The Whirling Darvish
By: Kyle Volp, Community Relations Assistant
In a few days my unquenchable thirst for baseball and its traditions will be satiated once more. I’m talking about tailgating. I’m talking about the gleefully endless archives of player and team statistics. I’m talking about sharing a six pack of Millers with my college buddy on opening day, a tradition never missed in five years going so far as to conduct 2010’s meeting via Skype while he was studying in Spain. And, not unlike everyone else who shares my obsession with The Show, I’m excited to see how offseason moves will change the fortunes of certain organizations and this year is chock full of them. Pujols to the Angels. Fielder to the Tigers. The new look Miami Marlins. And perhaps the biggest headliner of them all, Yu Darvish, the 25 year old hurler considered to be Japan’s best pitcher boasting an eight pitch arsenal whom the Rangers paid $51.7 million just to talk to about signing a contract. The amount of money Texas is throwing at this guy is enough to turn a lot of heads his direction but will he pan out the way everybody hopes he will?
In three Spring Training starts this year Darvish’s numbers have been decently decent. He has pitched a total of nine innings and posted an ERA of 3.00, a WHIP of 1.44, with 10 K’s, 7 walks and one hit batsmen. He has only given up six hits and three earned runs, one of which to fellow countryman and current Milwaukee Brewer Norichika Aoki. (That last note was completely unimportant and irrelevant I just like plugging my team whenever I get the chance and I’m glad a Japanese player has joined the Boys in Brew). Darvish’s numbers right now don’t scream “dangerous” as they rarely will for any player in Spring Training because, hey it’s Spring Training but his potential for success is what’s really scary due to the eight pitches he isn’t afraid to use at any moment. Sure, most pitchers can throw a variety of pitches but usually narrow it down to three or four they can say are their bread and butter. But eight? That’s at least a half a loaf of bread and a whole stick of butter for Darvish. He’s got a decent fastball at around 94 mph, a mean swing and miss splitter, a slider in the high 80’s complemented by a slower slurve pitch with a higher break point, and isn’t afraid to throw curveballs, changeups, and a ground out cutter in there either. For those keeping track at home I’ve only listed seven pitches. Perhaps his eighth is the elusive gyroball. Who cares, seven is still nuts.

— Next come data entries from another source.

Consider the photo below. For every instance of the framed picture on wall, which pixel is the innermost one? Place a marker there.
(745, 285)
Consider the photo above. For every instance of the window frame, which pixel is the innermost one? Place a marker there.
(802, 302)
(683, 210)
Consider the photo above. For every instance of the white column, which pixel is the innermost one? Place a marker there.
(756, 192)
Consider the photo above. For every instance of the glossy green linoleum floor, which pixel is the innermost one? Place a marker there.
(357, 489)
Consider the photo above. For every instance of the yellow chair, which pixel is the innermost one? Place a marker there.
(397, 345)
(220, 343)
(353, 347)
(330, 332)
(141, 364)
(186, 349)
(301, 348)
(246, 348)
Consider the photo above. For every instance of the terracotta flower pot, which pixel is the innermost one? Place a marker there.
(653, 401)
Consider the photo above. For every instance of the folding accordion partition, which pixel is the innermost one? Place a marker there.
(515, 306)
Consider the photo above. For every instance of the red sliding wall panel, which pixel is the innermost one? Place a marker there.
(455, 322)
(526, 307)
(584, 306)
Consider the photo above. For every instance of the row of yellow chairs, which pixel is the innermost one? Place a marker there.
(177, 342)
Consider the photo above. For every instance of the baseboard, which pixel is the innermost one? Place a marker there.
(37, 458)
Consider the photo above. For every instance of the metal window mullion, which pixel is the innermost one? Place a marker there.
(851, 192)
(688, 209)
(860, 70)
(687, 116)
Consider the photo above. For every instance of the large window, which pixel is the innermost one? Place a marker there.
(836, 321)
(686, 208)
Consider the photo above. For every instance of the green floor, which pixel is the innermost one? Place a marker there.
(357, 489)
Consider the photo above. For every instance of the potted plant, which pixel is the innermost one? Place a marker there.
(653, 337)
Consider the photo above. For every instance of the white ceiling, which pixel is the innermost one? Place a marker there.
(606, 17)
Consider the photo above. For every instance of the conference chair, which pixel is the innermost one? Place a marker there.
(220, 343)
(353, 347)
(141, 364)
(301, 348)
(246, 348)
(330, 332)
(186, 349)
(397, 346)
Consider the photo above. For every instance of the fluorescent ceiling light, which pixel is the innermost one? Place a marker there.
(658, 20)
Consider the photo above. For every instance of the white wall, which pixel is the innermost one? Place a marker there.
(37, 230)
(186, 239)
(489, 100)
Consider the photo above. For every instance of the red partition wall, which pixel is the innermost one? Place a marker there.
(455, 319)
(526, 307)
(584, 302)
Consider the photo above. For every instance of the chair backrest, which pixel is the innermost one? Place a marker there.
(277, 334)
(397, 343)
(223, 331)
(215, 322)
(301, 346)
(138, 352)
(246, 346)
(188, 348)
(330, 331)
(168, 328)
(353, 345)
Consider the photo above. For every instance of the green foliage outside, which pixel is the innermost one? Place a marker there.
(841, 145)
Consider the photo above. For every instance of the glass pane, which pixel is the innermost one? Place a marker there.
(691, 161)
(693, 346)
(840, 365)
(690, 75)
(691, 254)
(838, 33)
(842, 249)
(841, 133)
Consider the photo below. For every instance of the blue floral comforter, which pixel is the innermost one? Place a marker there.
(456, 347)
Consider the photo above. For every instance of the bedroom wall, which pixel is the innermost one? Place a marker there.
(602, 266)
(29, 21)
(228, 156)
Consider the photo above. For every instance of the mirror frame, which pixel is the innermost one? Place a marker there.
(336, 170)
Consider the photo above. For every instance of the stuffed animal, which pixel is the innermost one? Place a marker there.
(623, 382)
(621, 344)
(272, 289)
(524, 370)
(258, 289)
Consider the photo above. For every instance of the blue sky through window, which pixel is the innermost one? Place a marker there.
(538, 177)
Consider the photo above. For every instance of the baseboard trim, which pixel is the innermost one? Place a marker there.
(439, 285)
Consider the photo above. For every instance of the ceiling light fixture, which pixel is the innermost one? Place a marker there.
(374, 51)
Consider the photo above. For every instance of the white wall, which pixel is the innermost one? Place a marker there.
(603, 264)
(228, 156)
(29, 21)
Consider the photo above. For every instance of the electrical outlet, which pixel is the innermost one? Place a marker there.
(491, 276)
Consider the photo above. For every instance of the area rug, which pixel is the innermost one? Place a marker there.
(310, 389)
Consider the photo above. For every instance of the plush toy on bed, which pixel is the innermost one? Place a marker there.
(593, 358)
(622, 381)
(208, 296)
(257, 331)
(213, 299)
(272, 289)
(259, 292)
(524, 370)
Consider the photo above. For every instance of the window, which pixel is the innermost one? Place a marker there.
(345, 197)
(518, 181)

I’ve looked forward to a pitcher’s first start several times in the past. I can’t say I ever watched an entire Nationals game (if they weren’t playing the Brewers) before Stephen Strasburg’s EPIC debut and of course the first time CC pitched for Milwaukee. But I’ve developed a recent fascination with Japanese players in the MLB that makes me really look forward to the Darvish debut. Baseball just seems so different over there. It’s as though the game I love dearly evolved into distinct species who share a common ancestor that emerged somewhere around 1860 AD and I love to see these close relatives meet face to face. I hope it isn’t so different that Yu doesn’t experience the same success he did in Japan, but if that’s the case, maybe they’ll send him all the way down to the Rangers Class A affiliate and my new place of work, the Hickory Crawdads. It’s quite the pipe dream and most definitely won’t happen, but man would I love to see this guy in action.
Kyle starts his first year with the Hickory Crawdads as a community relations assistant after recently graduating from the University of Wisconsin with a double major in Radio, TV, and Film and Psychology. He is a proud born and raised small town Wisconsinite, diehard fan of the Packers, Badgers, and Brewers, and is also an avid film aficionado. In Kyle’s free time, he enjoys cheering on his teams with friends, meeting new people, playing sports, watching movies, growing facial hair, and dominating eating challenges.